My final year project explores the journeys, stories and experiences of women seeking refuge in the UK, where it is manifested through a Women Asylum Seekers' Archive and a Refugee Support Centre. The two buildings sit within the heart of Oxford Road, with links to the universities and Pankhurst Centre, to create spaces where women asylum seekers can be empowered, have their stories told and heard, celebrate the wait, receive the support they need to start anew and raise awareness about the refugee crisis and how it impacts women.
Sustainability was a key creative driver in this project which is an aspect of architecture I am interested in. The spaces and technical details have been carefully designed to minimise the overall carbon footprint of the building, with attention to systems which can reduce the building’s external energy demand as well as materiality and construction methods which minimise the environmental impact of the building.
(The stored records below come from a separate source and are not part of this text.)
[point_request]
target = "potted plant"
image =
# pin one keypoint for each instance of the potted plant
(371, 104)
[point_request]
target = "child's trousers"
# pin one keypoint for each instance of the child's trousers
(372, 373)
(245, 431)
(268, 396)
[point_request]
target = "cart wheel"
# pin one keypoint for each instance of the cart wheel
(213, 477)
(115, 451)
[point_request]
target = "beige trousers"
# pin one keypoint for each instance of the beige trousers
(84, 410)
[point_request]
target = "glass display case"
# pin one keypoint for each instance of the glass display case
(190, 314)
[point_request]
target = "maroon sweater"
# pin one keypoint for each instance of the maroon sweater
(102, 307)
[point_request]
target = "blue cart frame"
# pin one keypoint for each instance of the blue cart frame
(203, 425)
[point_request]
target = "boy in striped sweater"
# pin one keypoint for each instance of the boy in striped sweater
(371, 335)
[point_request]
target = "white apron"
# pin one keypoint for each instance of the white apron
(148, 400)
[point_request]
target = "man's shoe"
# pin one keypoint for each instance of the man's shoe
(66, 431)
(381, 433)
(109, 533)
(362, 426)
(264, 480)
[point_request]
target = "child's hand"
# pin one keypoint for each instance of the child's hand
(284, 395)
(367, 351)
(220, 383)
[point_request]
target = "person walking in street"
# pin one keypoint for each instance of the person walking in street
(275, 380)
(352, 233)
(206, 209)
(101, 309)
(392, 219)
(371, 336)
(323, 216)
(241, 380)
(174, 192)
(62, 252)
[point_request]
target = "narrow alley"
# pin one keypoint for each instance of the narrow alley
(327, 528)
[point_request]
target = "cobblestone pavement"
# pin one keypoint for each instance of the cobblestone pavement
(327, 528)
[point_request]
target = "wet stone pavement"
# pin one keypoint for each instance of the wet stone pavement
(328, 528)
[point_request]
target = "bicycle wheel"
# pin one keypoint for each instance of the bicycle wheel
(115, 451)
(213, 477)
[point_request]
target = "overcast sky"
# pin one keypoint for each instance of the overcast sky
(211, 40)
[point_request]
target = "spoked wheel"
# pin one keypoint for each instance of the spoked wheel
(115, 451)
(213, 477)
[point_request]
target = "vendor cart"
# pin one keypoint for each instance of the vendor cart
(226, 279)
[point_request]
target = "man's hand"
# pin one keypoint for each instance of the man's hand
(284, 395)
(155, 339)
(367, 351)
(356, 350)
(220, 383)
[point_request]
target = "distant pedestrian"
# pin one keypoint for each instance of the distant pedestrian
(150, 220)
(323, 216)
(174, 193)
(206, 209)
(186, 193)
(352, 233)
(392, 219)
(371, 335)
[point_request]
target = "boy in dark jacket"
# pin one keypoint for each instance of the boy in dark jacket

At its core, the project aims not only to serve the needs of women asylum seekers and refugees, but has been designed to ensure that the everyday urban experiences as a women are not limited by the patriarchal social norms that have been built into our cities. These include an abundance of waiting spaces that can be used by the women, as well as technical details such as the glulam structure and perforated cor-ten sheets, which protect the intimate spaces within the buildings without obscuring the views overlooking the neighboring streets - allowing the users to see, without necessarily being seen; creating and protecting the private and intimate spaces within the public urban realm.